Large floating offshore wind turbines are poised to play a vital role in ensuring the state's grid reliability and energy security, as part of a diverse clean power portfolio that keeps the lights on and electric grid humming.
Last August, the California Energy Commission determined that to reach the state's 100% clean energy and climate goals, California needed to “go big” on offshore wind, adopting planning goals of up to 5 gigawatts (GW) by 2030 and a nation-leading 25GW by 2045.
How much electricity is 25GW? Think 12 Diablo Canyon power plants. That's 15-20% of California's planned new cleanenergy resources, enough to power up to 25 million homes.
In December, the Biden administration held a federal auction for California offshore wind, identifying five leaseholders to deploy floating turbines at Morro Bay and Humboldt.

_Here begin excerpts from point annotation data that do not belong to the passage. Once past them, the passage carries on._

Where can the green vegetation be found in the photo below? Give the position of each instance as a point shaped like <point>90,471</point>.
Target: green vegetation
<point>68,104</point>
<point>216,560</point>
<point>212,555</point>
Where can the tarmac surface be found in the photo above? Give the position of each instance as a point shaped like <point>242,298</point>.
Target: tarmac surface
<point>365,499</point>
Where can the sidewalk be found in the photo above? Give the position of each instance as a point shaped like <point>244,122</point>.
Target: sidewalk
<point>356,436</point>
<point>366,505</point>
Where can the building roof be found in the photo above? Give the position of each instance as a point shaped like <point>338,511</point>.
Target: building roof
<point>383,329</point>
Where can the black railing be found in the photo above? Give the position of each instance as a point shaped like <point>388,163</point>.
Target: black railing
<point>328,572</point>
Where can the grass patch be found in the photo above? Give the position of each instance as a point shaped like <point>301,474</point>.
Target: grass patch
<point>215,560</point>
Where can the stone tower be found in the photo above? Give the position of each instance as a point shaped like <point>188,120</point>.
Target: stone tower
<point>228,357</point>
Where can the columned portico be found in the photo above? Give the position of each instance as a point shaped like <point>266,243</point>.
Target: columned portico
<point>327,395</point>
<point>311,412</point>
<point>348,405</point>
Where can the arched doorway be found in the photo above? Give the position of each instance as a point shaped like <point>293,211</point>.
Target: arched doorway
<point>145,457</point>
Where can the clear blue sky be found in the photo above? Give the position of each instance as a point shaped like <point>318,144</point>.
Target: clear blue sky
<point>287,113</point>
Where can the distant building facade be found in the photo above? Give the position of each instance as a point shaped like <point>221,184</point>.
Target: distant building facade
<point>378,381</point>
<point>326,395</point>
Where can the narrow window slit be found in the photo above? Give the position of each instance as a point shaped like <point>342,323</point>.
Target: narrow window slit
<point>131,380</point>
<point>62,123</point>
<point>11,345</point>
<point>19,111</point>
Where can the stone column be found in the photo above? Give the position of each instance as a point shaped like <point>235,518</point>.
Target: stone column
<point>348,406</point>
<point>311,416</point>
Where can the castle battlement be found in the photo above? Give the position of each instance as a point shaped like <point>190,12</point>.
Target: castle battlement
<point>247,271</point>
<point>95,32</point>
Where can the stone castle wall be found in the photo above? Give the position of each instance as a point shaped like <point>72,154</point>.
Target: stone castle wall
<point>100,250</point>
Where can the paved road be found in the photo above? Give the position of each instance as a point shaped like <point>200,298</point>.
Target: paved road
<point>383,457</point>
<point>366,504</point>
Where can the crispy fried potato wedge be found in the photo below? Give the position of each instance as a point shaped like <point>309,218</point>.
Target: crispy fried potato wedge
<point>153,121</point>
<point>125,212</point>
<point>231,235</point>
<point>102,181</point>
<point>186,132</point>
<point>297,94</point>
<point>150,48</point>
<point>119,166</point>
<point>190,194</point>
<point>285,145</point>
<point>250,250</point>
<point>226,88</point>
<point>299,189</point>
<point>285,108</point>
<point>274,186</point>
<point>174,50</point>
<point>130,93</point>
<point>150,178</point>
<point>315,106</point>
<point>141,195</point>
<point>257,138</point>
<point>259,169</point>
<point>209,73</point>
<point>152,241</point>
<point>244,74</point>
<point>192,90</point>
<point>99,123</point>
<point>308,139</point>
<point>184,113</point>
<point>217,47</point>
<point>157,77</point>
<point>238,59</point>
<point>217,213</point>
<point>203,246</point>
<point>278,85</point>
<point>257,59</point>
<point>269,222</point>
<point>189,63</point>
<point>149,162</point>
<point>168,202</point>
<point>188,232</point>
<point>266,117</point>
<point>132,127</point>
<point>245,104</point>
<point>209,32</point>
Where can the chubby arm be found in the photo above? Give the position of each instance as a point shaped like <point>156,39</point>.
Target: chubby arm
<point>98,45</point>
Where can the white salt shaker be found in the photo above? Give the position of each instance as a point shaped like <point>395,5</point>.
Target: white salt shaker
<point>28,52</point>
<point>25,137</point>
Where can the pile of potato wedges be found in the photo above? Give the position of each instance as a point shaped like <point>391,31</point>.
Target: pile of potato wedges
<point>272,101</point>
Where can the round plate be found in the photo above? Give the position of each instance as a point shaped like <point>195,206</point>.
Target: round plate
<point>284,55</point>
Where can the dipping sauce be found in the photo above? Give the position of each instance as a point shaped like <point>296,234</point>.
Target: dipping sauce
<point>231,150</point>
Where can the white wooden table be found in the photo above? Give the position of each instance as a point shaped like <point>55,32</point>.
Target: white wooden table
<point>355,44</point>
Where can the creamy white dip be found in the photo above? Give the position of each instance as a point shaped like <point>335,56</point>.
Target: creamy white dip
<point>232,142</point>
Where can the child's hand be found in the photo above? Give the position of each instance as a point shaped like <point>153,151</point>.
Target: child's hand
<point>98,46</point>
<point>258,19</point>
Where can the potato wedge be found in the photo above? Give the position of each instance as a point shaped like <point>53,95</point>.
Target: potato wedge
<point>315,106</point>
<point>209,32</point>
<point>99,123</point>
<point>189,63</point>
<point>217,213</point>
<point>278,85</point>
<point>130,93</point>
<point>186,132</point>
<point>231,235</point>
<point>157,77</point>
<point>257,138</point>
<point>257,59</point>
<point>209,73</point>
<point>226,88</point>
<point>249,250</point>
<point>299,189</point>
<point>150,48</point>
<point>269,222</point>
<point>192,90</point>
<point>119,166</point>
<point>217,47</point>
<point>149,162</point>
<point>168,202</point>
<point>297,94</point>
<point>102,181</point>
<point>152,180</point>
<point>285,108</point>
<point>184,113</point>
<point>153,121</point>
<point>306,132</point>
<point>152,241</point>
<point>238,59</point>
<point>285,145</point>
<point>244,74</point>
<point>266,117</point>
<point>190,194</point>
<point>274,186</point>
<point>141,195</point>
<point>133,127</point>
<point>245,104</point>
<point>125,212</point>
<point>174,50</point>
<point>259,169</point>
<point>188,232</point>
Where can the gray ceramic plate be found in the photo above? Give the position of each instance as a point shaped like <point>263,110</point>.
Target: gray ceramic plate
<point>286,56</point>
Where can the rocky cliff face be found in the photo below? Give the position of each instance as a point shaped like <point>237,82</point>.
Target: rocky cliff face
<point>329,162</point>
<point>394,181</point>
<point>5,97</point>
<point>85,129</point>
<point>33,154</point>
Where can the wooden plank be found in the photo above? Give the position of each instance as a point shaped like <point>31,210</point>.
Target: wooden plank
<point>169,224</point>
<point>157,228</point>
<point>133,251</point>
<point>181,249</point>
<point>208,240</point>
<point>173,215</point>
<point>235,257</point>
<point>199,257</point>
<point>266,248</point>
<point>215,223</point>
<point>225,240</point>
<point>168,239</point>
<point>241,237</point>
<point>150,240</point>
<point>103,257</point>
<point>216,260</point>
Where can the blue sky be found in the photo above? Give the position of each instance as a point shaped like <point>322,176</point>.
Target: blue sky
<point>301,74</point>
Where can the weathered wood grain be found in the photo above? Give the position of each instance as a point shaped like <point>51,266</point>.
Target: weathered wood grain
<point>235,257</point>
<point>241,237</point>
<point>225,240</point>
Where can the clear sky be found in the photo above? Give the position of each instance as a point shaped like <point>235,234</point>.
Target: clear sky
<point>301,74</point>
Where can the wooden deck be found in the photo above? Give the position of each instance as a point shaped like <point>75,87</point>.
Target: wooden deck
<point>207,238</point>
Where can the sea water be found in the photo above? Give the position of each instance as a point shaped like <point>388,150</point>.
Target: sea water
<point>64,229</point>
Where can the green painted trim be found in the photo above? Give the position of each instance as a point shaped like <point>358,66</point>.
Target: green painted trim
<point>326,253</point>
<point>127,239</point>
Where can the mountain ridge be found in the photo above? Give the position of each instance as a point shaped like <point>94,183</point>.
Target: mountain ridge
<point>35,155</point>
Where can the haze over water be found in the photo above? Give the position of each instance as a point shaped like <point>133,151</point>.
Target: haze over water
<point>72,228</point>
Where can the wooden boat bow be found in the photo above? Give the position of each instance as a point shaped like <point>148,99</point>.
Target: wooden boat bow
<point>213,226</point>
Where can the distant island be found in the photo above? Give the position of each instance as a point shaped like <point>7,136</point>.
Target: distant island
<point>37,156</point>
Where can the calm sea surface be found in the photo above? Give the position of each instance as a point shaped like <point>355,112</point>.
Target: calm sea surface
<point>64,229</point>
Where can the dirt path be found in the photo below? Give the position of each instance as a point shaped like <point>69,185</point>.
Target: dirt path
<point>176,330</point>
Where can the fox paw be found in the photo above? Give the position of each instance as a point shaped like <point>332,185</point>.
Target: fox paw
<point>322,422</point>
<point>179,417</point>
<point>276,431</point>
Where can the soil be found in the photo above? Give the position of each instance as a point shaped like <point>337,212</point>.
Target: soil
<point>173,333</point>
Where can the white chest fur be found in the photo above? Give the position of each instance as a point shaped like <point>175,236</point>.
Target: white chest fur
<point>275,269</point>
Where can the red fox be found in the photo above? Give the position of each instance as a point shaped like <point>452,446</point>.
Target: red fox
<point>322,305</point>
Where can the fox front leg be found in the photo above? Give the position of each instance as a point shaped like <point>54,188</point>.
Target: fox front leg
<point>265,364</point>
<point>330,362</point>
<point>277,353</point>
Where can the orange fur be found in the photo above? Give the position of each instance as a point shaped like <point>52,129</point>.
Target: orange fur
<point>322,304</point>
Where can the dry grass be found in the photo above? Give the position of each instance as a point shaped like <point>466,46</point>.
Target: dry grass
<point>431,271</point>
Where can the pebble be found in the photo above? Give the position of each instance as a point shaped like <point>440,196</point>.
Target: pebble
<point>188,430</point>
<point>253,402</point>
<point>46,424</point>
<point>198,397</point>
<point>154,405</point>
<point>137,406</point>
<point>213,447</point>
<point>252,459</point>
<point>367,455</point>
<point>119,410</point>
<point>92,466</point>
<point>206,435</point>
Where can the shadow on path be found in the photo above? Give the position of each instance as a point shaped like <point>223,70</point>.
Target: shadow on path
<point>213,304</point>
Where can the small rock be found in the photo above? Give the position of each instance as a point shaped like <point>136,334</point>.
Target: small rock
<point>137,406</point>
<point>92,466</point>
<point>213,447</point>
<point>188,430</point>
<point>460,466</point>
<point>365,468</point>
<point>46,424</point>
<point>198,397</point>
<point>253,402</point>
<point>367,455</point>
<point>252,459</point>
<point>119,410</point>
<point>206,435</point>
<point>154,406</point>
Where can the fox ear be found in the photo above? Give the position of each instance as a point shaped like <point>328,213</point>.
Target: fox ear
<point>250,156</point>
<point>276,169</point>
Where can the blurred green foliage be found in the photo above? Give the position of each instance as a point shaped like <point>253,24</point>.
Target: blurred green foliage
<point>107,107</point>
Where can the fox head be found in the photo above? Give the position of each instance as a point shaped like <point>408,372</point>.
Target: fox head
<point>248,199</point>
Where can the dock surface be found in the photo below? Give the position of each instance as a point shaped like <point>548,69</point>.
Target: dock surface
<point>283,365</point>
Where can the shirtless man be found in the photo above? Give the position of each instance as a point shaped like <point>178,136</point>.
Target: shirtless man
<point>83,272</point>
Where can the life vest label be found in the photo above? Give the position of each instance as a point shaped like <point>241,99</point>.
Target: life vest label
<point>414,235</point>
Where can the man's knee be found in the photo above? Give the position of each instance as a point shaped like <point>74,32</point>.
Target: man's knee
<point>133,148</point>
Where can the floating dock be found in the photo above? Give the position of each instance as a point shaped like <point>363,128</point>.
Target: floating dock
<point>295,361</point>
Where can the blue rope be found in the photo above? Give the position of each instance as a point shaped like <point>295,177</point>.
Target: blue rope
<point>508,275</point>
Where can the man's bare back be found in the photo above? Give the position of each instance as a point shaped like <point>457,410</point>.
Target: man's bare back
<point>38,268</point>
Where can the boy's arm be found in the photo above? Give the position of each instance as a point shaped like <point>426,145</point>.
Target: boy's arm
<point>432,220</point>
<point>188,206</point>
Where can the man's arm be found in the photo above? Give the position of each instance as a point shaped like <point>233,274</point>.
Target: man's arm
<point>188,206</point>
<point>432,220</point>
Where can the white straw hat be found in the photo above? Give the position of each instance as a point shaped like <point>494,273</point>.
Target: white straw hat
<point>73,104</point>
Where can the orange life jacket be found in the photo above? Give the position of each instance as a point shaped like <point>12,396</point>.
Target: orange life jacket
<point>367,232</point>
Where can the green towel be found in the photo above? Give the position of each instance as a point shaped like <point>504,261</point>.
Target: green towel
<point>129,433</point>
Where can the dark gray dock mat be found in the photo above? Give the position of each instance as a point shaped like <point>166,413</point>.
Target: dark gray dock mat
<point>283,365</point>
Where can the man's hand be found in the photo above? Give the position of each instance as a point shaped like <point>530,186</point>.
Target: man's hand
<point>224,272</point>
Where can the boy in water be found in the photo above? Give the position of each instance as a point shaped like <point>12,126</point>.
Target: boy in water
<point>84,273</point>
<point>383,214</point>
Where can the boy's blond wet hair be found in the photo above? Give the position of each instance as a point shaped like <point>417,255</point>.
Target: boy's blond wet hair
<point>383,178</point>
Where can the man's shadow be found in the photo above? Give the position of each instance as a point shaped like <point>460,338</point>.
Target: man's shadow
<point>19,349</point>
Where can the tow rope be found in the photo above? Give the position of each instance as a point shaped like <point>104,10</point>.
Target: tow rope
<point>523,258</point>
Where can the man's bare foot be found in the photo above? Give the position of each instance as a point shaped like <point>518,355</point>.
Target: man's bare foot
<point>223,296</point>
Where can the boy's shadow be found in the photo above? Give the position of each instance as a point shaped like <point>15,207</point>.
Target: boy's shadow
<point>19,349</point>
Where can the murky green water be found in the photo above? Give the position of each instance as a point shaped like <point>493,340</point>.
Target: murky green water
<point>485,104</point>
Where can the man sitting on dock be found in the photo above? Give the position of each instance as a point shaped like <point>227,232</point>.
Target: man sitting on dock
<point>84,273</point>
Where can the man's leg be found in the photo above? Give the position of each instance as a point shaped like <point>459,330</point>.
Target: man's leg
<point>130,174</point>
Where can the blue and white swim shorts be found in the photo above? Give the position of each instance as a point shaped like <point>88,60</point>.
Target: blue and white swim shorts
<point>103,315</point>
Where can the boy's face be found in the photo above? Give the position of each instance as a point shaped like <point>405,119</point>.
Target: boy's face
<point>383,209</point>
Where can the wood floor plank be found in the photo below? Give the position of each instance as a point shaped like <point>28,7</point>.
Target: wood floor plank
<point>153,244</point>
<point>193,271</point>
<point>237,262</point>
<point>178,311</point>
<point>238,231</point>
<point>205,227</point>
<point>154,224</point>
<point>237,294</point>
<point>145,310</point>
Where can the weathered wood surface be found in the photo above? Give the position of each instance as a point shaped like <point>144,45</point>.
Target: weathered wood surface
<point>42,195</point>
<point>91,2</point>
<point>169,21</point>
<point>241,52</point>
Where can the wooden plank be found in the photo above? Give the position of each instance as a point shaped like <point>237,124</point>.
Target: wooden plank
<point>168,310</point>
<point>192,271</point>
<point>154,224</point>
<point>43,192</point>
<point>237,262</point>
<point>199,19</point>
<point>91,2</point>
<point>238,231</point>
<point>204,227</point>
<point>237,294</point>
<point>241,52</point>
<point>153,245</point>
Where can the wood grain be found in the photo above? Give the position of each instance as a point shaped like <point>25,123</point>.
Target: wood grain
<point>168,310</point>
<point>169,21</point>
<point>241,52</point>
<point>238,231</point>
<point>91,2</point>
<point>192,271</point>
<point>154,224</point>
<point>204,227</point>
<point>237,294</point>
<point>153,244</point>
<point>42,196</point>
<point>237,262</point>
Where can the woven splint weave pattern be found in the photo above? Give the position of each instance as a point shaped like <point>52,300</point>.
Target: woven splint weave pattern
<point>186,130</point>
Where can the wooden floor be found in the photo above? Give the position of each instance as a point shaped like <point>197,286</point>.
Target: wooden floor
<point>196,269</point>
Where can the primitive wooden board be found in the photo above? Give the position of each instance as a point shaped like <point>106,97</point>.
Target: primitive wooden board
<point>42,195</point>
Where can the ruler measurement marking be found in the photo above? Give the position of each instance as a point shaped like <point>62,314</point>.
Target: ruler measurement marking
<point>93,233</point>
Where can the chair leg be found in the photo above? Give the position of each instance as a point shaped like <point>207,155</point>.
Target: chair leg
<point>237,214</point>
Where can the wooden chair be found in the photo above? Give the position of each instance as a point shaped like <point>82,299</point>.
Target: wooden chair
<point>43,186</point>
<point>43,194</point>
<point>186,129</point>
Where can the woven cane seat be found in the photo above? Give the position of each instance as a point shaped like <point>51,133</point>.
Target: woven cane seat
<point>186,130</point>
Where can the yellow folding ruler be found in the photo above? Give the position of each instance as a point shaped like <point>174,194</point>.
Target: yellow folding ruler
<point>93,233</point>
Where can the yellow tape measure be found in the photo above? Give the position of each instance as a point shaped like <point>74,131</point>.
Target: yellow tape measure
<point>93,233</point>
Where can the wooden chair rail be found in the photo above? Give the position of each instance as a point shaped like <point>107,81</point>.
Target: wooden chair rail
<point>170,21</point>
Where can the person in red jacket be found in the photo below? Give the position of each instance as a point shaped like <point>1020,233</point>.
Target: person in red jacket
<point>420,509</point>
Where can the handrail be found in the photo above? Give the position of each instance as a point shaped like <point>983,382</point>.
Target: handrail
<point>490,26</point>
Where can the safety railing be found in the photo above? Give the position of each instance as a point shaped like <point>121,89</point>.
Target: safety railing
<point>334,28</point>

That's great news for labor, environmental, environmental justice and consumer advocates who supported the AB 525 law Gov. Gavin Newsom signed in 2021. Investing in offshore wind will create tens of thousands of good-paying jobs, save ratepayers billions and help residents avoid rolling blackouts California
narrowly averted last September.
While great progress has been made, essential next steps must be taken to bring California offshore wind online — including centering tribes, labor groups, and local voices in decisionmaking, transmission and port upgrades.
California needs to establish a procurement mechanism to help energy purchasers take full advantage of economies of scale that offshore wind — and other large-scale, long lead-time cleanenergy resources — employ.
Offshore wind projects are capital-intensive and require a long development runway. As the California Public Utilities Commission acknowledges, coordinating purchase of long leadtime resources may prove challenging for electricity providers.
The governor proposed establishing a procurement mechanism that lawmakers are considering to ensure diverse resources like offshore wind get built on time and at the lowest cost to ratepayers.
Assembly Bill 1373 offers a similar plan, including a critical backstop at the California Department of Water Resources for power providers who opt out of large-project procurement or come up short. Ensuring a procurement sunset date of at least 10 years builds certainty, and the bill can also channel investments into job creation and training by creating a new developer-funded workforce development fund. This combination of certainty and funding is vital to let all California energy purchasers benefit from offshore wind's economies of scale, support local communities and ensure California
rapidly builds out transmission and port infrastructure.
We have a lot of work to do, but the time for California offshore wind has clearly come. Procuring at scale is an important addition to California's energy toolbox to advance offshore wind and other promising technologies to reach our climate, clean-energy and grid-reliability goals. It will also further investments to create strong jobs and other community benefits. As Newsom underscored in his updated Clean Energy Transition Plan, these are worthy goals for California's future.